1000 u/ml
Recognition Sequence:
5’… GCTCCN …3’
3’… CGAGGN …5’
Sourse: Lysinibacillus manganicus An22
Supplied in:
10 mM Tris-HCl (pH 7.4); 50 mM NaCl;
0,1 mM EDTA; 200 µg/ml BSA;
1 mM DTT; 50% glycerol.
Reaction Conditions:
1µSEBuffer B.
Incubate at 37°C.
1´SEBuffer B
10 mM Tris-HCl (pH 7.6 @ 25ºC) 10 mM MgCl2
1 mM DTT
Unit Definition: One unit is defined as the
amount of enzyme required to digest 1 µg
of λ DNA in 1 hour at 37°C in a total
reaction volume of 50 µl.
Quality Control Assays
Ligation: After 10-fold overdigestion with
Zra I,approximately 90% of λ DNA fragments can be ligated with T4 DNA Ligase and recut.

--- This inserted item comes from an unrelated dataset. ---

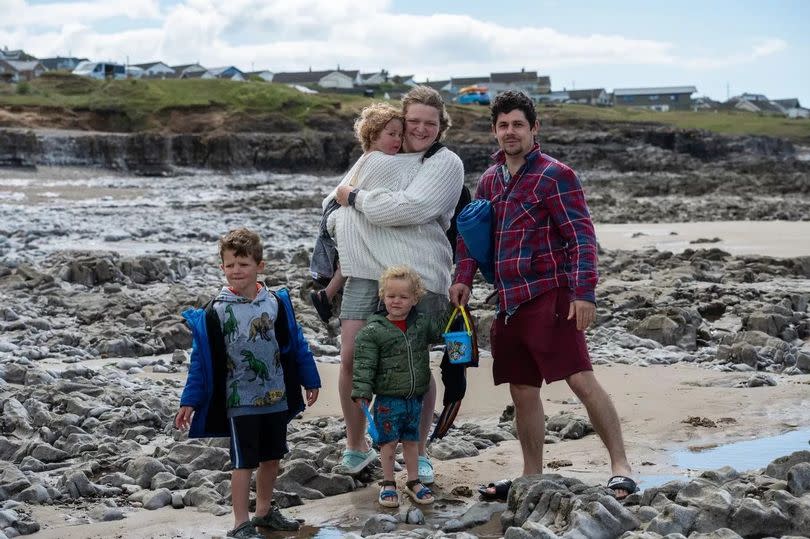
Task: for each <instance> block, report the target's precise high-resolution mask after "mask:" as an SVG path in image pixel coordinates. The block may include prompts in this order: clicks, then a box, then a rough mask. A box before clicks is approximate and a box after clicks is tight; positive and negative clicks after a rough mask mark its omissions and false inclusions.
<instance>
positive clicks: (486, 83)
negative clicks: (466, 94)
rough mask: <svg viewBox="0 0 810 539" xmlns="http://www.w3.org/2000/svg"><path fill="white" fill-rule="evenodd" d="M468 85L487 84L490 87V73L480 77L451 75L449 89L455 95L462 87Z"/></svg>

In the presence of 10% PEG ligation is better.
16-Hour Incubation:
A 50 µl reaction containing 1 µg of λ DNA
and 10 units of enzyme incubated for 16 hours
resulted in the same pattern of DNA bands
as a reaction incubated for 1 hour.
Oligonucleotide Assay:
No detectable degradation of a single-
and double-stranded oligonucleotide was
observed after incubation with 10 units of
enzyme for 3 hours.
Enzyme Properties
Activity in SEBuffers:
SEBuffer B 100%
SEBuffer G 50-75%
SEBuffer O 25-50%
SEBuffer W 25-50%
SEBuffer Y 75-100%
SEBuffer ROSE 100%
When using a buffer other than the optimal (suppied) SEBuffer, it may be necessary to add more enzyme to achieve complete digestion.
Heat Inactivation:
Yes (80°C for 20 minutes)
Reagents Supplied with Enzyme:
10XSEBuffer B
Notes: High enzyme concentration may result in star activity. The minimum number of units that resulted in complete digestion of 1 µg of substrate DNA in 16 hours is 0,5. Zra I cleaves linear plasmid DNA at a rate 1,5-2 times higher than supercoiled plasmid DNA.